High Performance Computing in Bioinformatics -- or -- Should I drive the Porsche or the Station Wagon

Presenter: Robert Lyon, IBEST UI

Abstract:

Bioinformatics, the study and application of computer science to biological questions, has rapidly expanded over the last few years. Next generation sequencing is now capable of producing petabytes of data so powerful tools and enormous amounts of computational power are needed to process the data. Unfortunately, bioinformatics tools and applications are lagging years behind the hardware and many tools have never been designed to take advantage of computing in a parallel environment. This has left scientists with a conundrum. When is it appropriate to use HPC computing clusters (the Porsche) and when is appropriate to use single multi-core servers with hundreds of gigabytes of system RAM (the Station Wagon)?

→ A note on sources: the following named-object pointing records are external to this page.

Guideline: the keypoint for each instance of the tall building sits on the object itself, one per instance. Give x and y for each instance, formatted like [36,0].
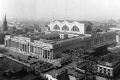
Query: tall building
[4,27]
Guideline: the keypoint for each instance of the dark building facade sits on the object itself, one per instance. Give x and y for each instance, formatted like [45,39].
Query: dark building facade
[4,26]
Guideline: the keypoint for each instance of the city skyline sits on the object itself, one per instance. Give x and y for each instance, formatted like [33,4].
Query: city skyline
[60,9]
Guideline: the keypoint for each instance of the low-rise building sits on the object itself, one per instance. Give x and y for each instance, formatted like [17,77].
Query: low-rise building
[108,67]
[51,44]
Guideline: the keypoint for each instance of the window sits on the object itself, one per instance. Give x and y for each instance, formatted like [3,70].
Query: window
[101,71]
[65,28]
[75,28]
[109,73]
[88,29]
[100,67]
[56,27]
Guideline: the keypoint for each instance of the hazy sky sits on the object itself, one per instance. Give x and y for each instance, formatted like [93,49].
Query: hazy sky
[60,9]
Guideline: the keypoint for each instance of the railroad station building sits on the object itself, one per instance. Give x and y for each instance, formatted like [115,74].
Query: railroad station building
[60,36]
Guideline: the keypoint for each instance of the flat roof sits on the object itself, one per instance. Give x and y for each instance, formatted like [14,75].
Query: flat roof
[57,71]
[109,60]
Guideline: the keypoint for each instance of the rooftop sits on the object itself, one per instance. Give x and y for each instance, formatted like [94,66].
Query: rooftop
[109,60]
[54,72]
[70,21]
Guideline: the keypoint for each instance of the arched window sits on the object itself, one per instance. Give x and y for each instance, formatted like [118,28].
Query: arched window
[56,27]
[75,28]
[65,28]
[88,29]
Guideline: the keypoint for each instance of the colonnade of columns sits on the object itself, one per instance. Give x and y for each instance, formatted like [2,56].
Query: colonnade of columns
[28,48]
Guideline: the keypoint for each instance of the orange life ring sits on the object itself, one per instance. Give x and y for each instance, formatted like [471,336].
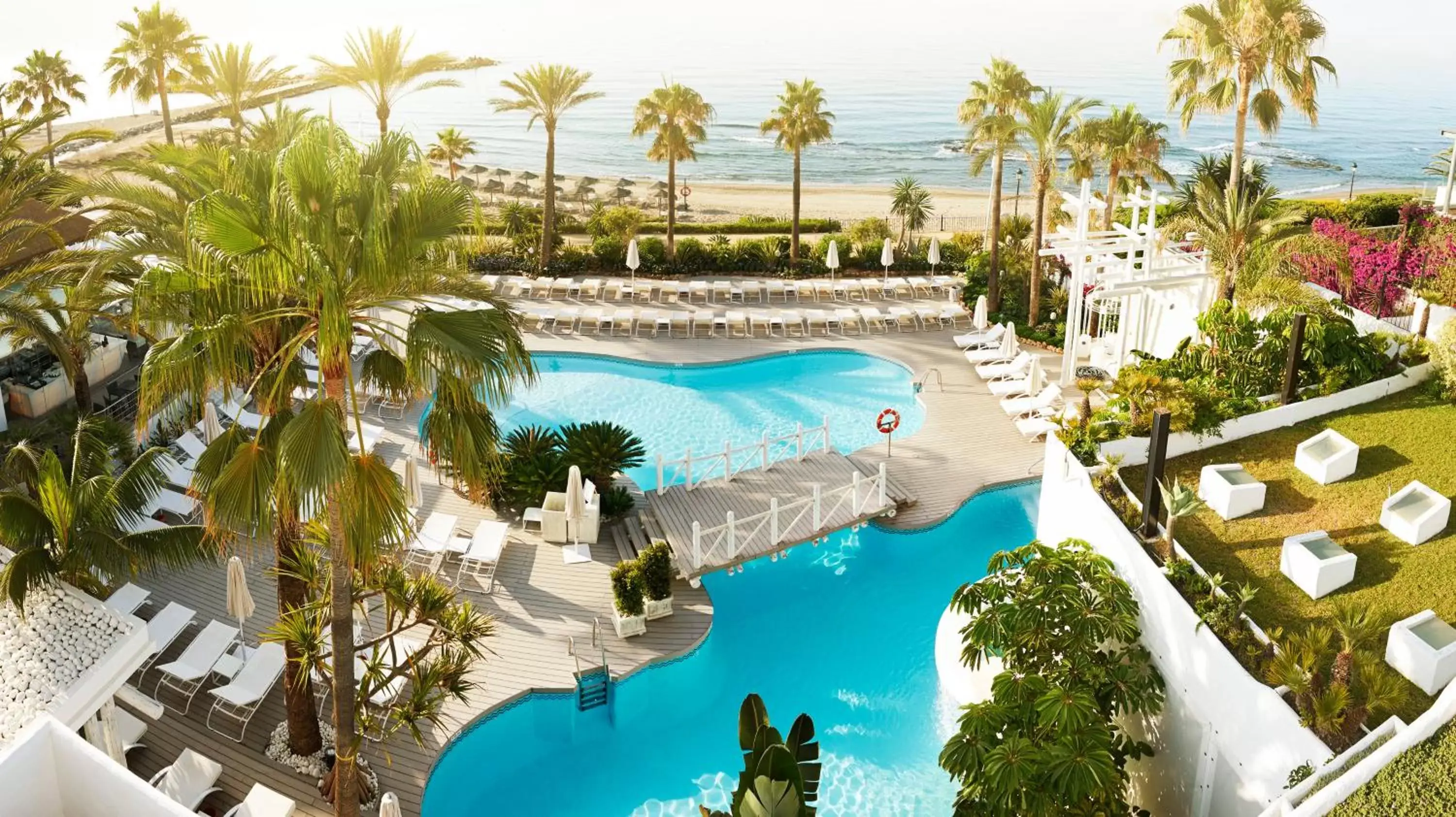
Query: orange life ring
[893,422]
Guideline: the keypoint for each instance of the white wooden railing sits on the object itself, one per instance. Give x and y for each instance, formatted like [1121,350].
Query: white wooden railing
[763,532]
[698,470]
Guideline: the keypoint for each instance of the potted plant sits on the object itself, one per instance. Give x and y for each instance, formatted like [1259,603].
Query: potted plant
[656,566]
[628,615]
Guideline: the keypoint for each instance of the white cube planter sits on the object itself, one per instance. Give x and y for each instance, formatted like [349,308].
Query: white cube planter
[1327,457]
[1315,564]
[659,608]
[1423,649]
[1231,491]
[628,627]
[1416,513]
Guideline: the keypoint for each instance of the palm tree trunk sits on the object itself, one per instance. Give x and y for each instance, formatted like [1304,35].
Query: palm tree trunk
[549,209]
[166,107]
[1034,286]
[794,235]
[993,276]
[672,203]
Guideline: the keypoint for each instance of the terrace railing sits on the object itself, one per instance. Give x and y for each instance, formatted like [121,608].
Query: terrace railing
[791,522]
[692,470]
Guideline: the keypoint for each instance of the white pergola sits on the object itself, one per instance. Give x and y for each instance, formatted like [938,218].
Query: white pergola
[1132,276]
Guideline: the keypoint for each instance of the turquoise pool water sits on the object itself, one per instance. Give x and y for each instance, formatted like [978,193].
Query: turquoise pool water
[675,408]
[844,631]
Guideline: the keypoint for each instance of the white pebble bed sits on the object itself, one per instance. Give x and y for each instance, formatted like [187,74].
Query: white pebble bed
[49,650]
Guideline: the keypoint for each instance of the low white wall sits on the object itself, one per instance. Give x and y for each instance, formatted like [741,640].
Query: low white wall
[1135,449]
[1225,743]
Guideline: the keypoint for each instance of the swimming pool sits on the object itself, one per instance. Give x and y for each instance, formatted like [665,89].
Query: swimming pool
[675,408]
[844,631]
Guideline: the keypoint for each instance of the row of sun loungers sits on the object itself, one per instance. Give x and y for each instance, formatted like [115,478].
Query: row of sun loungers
[740,322]
[723,292]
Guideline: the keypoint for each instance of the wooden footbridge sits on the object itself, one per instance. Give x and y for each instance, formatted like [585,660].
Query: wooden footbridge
[742,503]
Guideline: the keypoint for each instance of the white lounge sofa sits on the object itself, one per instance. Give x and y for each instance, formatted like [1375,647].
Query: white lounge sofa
[1416,513]
[1327,457]
[1315,564]
[1231,490]
[1423,649]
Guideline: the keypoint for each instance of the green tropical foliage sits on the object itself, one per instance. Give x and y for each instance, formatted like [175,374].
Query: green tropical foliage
[1050,740]
[76,522]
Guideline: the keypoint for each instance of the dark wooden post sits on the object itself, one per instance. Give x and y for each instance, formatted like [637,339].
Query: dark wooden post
[1157,458]
[1296,343]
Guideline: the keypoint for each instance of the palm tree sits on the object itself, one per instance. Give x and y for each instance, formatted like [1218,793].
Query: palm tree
[75,522]
[1132,146]
[235,82]
[450,147]
[797,123]
[546,92]
[1049,133]
[1234,223]
[676,115]
[158,51]
[44,86]
[381,70]
[989,115]
[1228,49]
[315,245]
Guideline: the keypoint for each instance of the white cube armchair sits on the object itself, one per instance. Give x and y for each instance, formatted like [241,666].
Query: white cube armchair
[1327,457]
[1423,649]
[1315,564]
[1416,513]
[1231,491]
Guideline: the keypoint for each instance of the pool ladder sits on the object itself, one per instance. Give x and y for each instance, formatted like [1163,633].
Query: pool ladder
[595,686]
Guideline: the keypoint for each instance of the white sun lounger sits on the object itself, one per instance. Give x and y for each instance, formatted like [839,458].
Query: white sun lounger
[187,673]
[485,553]
[188,780]
[263,801]
[127,598]
[241,698]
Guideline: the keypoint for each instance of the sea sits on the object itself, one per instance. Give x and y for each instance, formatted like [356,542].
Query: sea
[893,75]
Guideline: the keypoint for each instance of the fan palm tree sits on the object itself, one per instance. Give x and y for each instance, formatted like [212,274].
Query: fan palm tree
[989,114]
[379,67]
[1228,49]
[450,147]
[678,118]
[1047,134]
[1132,147]
[159,50]
[316,245]
[46,86]
[235,82]
[546,92]
[75,522]
[797,123]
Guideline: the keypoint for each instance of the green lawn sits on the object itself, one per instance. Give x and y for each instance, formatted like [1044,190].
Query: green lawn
[1401,439]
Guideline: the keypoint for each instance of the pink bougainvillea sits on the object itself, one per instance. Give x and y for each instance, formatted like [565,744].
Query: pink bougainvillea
[1382,265]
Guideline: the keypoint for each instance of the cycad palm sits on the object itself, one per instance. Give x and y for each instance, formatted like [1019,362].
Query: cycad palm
[76,522]
[381,69]
[797,123]
[314,246]
[235,82]
[546,92]
[158,53]
[989,114]
[1228,49]
[450,147]
[1049,133]
[46,88]
[678,118]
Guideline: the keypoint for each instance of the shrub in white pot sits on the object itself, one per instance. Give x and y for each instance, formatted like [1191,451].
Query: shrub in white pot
[656,566]
[628,614]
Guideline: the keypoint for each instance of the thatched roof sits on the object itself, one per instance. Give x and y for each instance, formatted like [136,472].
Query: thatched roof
[70,226]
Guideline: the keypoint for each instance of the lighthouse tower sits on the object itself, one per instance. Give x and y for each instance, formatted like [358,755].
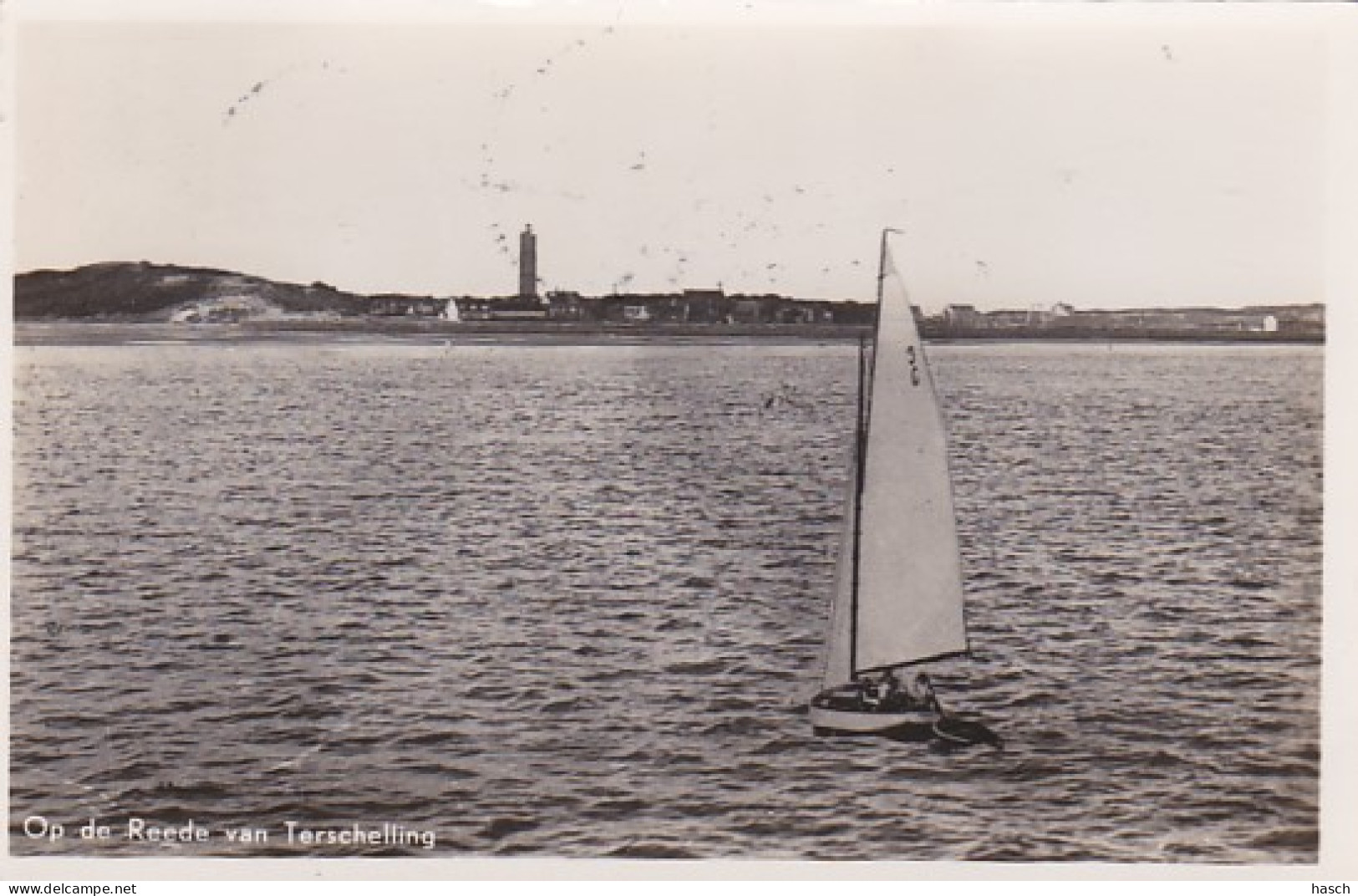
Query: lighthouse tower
[527,263]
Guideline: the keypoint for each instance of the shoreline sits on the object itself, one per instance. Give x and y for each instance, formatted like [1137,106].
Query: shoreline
[424,332]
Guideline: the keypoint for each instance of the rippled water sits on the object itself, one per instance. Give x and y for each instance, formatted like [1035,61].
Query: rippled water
[569,602]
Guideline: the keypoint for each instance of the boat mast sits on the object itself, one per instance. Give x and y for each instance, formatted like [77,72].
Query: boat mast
[865,378]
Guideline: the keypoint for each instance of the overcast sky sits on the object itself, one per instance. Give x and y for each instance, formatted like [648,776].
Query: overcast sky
[1096,159]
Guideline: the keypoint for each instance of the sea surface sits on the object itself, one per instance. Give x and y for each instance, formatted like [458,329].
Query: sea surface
[569,602]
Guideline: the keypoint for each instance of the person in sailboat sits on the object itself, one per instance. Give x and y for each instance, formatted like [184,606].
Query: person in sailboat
[921,693]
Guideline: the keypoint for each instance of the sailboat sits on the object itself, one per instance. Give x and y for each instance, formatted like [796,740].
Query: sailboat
[898,593]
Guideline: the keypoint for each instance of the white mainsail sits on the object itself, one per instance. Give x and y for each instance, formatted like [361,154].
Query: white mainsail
[899,549]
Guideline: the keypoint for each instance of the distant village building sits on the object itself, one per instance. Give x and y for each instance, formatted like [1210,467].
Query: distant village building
[963,318]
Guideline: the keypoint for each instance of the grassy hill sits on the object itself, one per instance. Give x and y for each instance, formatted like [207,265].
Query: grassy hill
[141,291]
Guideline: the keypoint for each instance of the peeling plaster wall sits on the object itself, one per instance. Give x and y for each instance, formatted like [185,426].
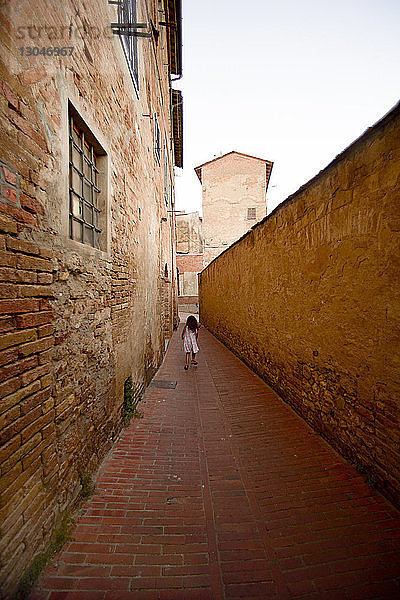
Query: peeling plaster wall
[309,299]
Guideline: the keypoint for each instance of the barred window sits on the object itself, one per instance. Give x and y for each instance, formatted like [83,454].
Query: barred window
[157,140]
[83,188]
[127,15]
[166,175]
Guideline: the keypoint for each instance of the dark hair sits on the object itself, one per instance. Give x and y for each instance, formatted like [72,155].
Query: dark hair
[191,323]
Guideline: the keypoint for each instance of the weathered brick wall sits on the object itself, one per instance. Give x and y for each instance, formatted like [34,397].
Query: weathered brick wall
[76,322]
[231,184]
[310,300]
[192,263]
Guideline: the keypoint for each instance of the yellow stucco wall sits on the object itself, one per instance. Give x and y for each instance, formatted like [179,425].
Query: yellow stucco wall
[310,300]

This question is applicable not only to bioinformatics, but also to the many fields that seek to represent the complex relationships found in large amounts of data.

The limitations of parallel HPC and single multi-core systems in context with the tools and algorithms designed to process biological data will be explored. We will also discuss areas within bioinformatics where computer scientists with a deep understanding of parallel computing, data processing and performance optimization at a hardware and software level can make significant contributions to the field. Other topics included are: A very brief history of HPC computing; requirements and limitations for parallel processing; message passing and multi-core processing libraries; and component bottlenecks when dealing with parallel systems and large amounts of data.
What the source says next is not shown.